The fact is, I did take the ignore-it-and-it’ll-go-away approach — for close to a year, and it did (mostly) stop hurting after awhile. From my point of view, a little pain and the sort of tattoo effect of the splinter required far less in the way of personal fortitude than doing something about them. (Evidently the doctor had encountered many others with this same gutless orientation, a fact that I ascertained when, in a single flowing maneuver, he deftly clamped my ankle under his arm in an anti-kick position and pulled the previously concealed hypodermic needle out of his coat pocket.)
We seem to accept the wisdom of promptly removing foreign objects. And it’s patently obvious that you can’t remove a splinter by loudly asserting to the person that a broken leg would have been a real pain. Has anyone ever successfully removed a shard of glass by simply proclaiming that it’s no big deal?
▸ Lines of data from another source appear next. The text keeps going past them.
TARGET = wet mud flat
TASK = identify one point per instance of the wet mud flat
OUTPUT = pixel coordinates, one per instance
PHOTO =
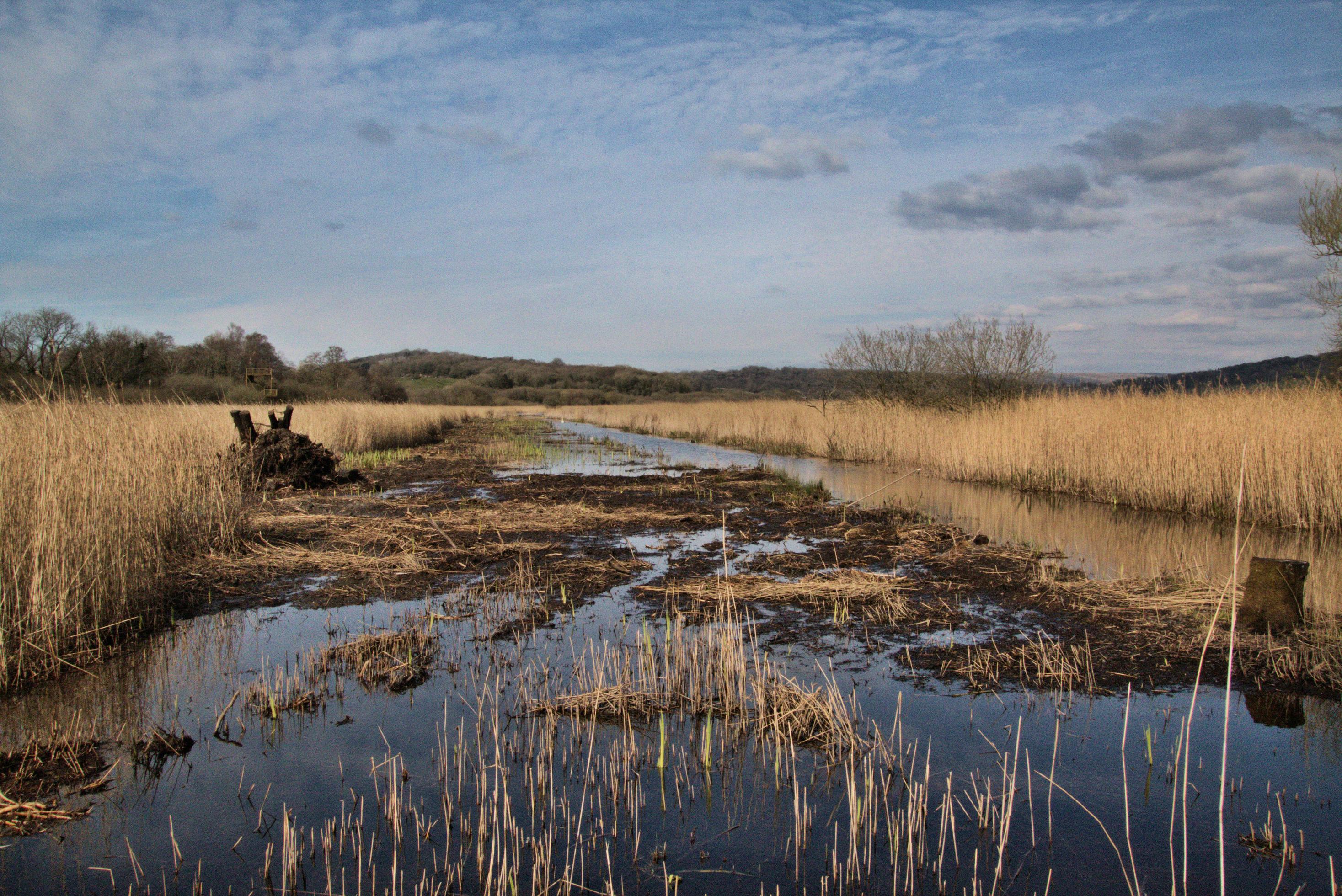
(494, 503)
(526, 663)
Emotional thorns, whether they’re your own or someone else’s, are best handled in the same action-oriented way you’d take if you got a splinter from the deck. Like splinters, they’re actually very easy to remove, and they don’t have to escalate into an infection. And they won’t, if you’re willing to take them seriously and address them.
It takes some courage and trust to expose hurt feelings so they can be healed. Here are a few tips to get you started:
- When feelings are hurt, don’t demand of yourself (or anyone else) to “ignore it and it will go away.” If you think of it metaphorically, that’s simply nonsense!
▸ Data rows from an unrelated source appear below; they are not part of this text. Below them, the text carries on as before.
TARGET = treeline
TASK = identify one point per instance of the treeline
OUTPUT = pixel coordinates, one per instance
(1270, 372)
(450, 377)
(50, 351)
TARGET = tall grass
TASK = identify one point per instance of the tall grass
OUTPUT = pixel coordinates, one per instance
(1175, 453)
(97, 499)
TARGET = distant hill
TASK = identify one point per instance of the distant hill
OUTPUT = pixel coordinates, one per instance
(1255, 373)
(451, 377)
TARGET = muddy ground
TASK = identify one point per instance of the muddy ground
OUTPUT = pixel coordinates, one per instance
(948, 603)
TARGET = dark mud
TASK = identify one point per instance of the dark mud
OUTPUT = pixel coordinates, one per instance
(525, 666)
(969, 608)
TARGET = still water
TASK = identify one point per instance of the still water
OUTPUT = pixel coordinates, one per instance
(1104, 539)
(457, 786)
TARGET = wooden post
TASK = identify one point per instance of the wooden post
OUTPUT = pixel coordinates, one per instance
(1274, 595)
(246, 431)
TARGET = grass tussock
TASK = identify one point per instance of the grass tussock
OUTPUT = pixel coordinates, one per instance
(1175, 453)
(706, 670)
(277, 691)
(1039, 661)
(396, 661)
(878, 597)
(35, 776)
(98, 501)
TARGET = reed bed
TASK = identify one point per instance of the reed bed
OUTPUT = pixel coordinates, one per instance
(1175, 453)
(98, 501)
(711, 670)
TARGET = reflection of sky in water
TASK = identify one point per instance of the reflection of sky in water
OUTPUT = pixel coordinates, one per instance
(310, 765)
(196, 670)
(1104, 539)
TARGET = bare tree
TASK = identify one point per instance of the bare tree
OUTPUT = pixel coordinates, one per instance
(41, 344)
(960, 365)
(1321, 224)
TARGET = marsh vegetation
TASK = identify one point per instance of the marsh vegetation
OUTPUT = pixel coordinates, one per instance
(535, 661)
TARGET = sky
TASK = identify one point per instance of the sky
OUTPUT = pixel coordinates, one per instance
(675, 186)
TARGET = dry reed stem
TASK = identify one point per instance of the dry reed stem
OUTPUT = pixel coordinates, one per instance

- Instead, seek to understand it — even if your own actions turn out to be the source of the pain. You might say to your child — or spouse — “When I kept reading my book when you were talking, you thought I didn’t care about what you were saying.”
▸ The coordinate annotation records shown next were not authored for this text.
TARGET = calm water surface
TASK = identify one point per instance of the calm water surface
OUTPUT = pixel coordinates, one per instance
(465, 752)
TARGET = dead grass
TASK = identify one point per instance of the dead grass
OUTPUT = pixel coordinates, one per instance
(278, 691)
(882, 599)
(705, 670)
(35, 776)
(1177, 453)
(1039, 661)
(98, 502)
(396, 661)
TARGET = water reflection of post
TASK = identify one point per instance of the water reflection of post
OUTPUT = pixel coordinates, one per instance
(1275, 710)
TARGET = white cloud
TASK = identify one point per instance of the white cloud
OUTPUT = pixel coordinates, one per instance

- If you were on the receiving end, start with a question — like, “What should I take from the fact that I’m talking about something that is important to me, and you are continuing to read?” If you begin to see that the other person is simply too busy to listen right then, a toxic blow to your self esteem is averted. If there’s more to it, you can have a constructive conversation.
- Validate, don’t deny. Whether it’s about your own uncomfortable feelings or someone else’s, acknowledge them. “Your [my] feelings are really hurt,” starts the process of eliminating the emotional thorn. “It’s ridiculous of you to be angry,” by contrast, makes the area redden and become more painful.
- Get help to work through trauma. It’s not only the event itself that can affect you on for decades after it’s over; even more so, it’s the beliefs you develop about yourself as a result that create “infection” that needs to be treated.
- Small splinters count. Isn’t it amazing how you can tell when there’s the tiniest of splinters in your finger or your foot? That signal allows you to remove it before it gets embedded or infected. Small emotional splinters work the same way. Your awareness of feeling slighted or invalidated is a signal to take action. By learning to deal with these everyday occurrences easily, painful dips in your mood will level out and your relationships will deepen.
- Sometimes removing the thorn is as simple and silent as validating yourself — a quick acknowledgement of your own feelings. This becomes second nature, replacing the less helpful reflex to chastise yourself for feeling upset.
- Can you ever ignore an emotional thorn? I’d rather see you develop the reflex to validate your own feelings than to ignore or suppress them. Remember — acknowledging discomfort doesn’t mean you have to take action. But be careful here; it’s a slippery slope once you start dismissing rather than acting on your feelings, and that choice often has more to do with keeping others happy than taking care of yourself. Unless the situation is of no importance, it’s better to deal, either within yourself if that’s where the discomfort is coming from, or with the other person, if change is needed.